Osmanlı kayıtlarından silinmiş, yalnızca Evliya Çelebi’nin Seyahatnamesinde, gözden kaçan bu uçuşun gerçekleştirildiğine dair kısa bilgiler kalmıştır. Halen yobazlığın laneti üstündedir. Bir kısım entel bilim adamlarımız bile bulguların eksik olduğunu, Evliya Çelebi’nin de çoğu şeyi abarttığını hatta uydurduğunu söyleyerek, olayı olmamış gibi gösterme eğilimindedirler.

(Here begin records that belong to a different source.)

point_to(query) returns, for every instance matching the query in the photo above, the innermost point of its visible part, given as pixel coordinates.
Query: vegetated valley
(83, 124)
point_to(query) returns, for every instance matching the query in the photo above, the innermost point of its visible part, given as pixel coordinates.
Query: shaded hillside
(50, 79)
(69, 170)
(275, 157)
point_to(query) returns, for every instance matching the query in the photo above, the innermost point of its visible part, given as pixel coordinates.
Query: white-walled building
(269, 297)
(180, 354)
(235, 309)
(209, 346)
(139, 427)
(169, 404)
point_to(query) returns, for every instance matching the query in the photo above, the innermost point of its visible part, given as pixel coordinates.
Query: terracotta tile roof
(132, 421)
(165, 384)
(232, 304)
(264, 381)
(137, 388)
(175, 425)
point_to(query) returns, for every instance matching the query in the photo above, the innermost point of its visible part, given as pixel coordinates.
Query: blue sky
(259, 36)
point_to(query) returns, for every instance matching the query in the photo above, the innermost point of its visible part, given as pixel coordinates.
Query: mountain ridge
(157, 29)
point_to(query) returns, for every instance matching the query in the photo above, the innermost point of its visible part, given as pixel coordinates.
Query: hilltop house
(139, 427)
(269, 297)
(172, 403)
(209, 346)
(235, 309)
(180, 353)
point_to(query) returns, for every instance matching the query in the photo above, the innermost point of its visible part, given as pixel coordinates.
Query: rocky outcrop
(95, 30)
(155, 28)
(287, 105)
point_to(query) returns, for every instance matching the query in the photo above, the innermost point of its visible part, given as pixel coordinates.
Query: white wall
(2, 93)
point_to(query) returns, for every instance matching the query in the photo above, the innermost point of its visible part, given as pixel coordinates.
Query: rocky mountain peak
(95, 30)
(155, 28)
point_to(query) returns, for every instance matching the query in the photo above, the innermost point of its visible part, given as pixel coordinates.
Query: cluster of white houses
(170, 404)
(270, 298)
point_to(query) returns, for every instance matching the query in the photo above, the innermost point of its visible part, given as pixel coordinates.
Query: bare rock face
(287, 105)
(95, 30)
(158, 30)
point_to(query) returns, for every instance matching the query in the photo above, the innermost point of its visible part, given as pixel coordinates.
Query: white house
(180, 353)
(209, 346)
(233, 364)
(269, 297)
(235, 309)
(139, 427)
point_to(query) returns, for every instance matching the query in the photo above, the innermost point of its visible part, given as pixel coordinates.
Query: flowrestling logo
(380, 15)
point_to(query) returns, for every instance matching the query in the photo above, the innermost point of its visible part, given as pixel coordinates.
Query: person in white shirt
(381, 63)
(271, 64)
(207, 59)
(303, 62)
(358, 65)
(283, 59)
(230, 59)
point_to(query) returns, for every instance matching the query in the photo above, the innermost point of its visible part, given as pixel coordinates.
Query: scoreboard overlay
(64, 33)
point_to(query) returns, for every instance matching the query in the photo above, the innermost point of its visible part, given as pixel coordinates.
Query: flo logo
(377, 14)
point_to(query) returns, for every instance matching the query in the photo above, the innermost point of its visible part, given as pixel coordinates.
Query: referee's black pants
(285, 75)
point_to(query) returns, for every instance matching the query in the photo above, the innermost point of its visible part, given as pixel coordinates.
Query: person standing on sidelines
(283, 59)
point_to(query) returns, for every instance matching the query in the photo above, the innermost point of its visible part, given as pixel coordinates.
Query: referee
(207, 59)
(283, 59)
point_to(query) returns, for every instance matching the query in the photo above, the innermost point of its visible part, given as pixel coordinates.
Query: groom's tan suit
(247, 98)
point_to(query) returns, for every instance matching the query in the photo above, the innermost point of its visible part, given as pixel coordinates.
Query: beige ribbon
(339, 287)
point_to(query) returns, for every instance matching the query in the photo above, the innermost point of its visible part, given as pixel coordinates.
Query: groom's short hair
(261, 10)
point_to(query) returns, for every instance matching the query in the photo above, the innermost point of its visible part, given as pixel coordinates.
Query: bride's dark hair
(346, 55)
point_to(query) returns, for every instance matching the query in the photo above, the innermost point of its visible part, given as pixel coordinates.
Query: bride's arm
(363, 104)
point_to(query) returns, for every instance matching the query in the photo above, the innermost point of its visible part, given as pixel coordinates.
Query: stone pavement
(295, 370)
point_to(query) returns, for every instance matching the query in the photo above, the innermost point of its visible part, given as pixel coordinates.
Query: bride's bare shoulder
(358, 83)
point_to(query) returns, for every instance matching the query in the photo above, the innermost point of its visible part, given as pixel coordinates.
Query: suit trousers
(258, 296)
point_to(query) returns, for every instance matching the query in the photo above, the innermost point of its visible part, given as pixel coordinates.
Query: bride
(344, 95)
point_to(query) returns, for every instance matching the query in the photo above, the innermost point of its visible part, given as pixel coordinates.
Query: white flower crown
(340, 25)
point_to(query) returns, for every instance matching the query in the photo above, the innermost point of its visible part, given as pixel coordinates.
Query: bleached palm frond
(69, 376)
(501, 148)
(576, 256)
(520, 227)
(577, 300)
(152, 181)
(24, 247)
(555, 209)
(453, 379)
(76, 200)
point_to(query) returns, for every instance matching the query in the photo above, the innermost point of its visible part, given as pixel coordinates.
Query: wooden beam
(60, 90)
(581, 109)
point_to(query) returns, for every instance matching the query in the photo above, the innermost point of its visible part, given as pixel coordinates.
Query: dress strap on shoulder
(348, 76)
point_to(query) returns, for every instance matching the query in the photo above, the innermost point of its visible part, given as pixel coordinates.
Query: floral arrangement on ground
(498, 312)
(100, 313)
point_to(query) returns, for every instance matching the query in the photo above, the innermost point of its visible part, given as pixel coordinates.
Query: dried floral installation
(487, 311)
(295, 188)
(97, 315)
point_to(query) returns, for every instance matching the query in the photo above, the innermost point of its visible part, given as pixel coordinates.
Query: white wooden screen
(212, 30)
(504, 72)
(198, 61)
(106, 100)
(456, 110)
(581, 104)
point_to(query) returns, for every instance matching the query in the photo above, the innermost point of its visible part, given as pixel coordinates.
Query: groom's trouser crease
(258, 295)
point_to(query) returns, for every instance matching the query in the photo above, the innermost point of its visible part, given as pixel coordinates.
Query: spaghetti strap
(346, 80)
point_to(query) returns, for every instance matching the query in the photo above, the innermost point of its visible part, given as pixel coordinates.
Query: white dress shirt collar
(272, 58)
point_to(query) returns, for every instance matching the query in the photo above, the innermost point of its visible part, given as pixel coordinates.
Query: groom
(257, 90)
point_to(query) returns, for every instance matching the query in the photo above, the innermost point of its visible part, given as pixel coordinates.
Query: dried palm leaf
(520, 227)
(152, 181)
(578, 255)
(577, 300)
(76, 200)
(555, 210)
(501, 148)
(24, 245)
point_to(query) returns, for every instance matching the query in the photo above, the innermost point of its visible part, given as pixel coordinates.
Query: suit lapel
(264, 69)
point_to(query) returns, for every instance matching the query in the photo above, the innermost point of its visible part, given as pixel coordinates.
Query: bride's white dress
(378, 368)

Tüm bunlar yetmezmiş gibi, İstanbul Kanatlarımın Altında filminin yönetmeni, Hezarfen’i hepten aşağılayarak, Leonardo Da Vinci’nin uçma aleti çizimlerini bir İtalyan esir kızın eşyalarının arasından bulması, tesadüfen ayna tutarak okuması ve bu çizimlerden çıkarak uçma aletini yapması fikrini getiriyor. Yani yönetmenimiz o dönemde bir Türk’ün böyle bir işi başarmasına ve o cesareti göstermesine inanamıyor hatta yakıştıramıyor. Öyle ya mucit ya da bilim adamı dedin mi ille de yabancı olmalı. Çalma, çırpma, öykünme kültürünün yapımcısı da böyle olur.

Ne demeli?

Şöyle düşünelim; günümüzde işlenen siyasi cinayetleri azmettirenlerinin devlet arşivlerinde yeri var mı? Her şeyi objektif gören, tarih düşen bir kâtip mi var? Resmi tarih tek yanlıdır. Bu bilinir. Her şeyden önce tarihçilerin, bilim adamlarımızın, böyle bir olayı bir Türk’ün yapabileceğine inanmaları gerekir. Bir zamanlar ve halen Homeros’un İlyada’sının da Homeros’un fantezilerinden oluştuğu, uydurma olduğu ve gerçekleri yansıtmadığı söylenirdi. Ama bugün Truva Savaşı’nın gerçek olduğu ispatlandı. Peki, Fransız Havacılık Müzesi’nde Hezarfen Ahmet Çelebi’ye ait bir bölüm olması ve onun Galata Kulesi’nden Üsküdar’a uçarak dünyada bir ilki başardığının söylenmesi onların da bu konuda bir araştırması olduğunu göstermez mi? Fetva veren, “Katli vaciptir, içine şeytan girdi.” diyen ve onu yok sayan din yobazlarının laneti ve bunun korkusu günümüze dek ulaştı. Bütün bunlara rağmen ben, yıllarca çalışıp, deneyip yanılarak Galata Kulesi’nin üstüne çıkıp oradan aşağıya bakan Hezarfen’in kalp çarpıntılarını duyuyor, korkusunu hissediyorum. Ölümden korkuyor, yok belki daha çok başaramamaktan… “Başarmalısın!” diyor kendi kendine “Başarmalısın, atla aşağı, Boğaz’ın maviliklerine doğru orası seni uçurur…” Ve atlıyor… Varlığıyla uçma fikri bir olmuş artık, korku yok. Yalnızca başarabilme merakı ve onun heyecanı var. Eğer bugün İstanbul’dan Kars’a iki, Berlin’e üç, New York’a on saatte uçabiliyorsak; kolumuz kanat olmuşsa, gözlerimiz oturduğumuz yerden bütün dünyayı görüyor, kulaklarımız seslerini işitiyorsa bu, Hezarfen gibi kahramanların sayesindedir.
Benim kahramanım O…

Mehmet Aksoy, bu yazıyı 2007’de NTV Yayınları’ndan çıkarılan “Sizin Kahramanınız Kim?” kitabi için kaleme almıştır.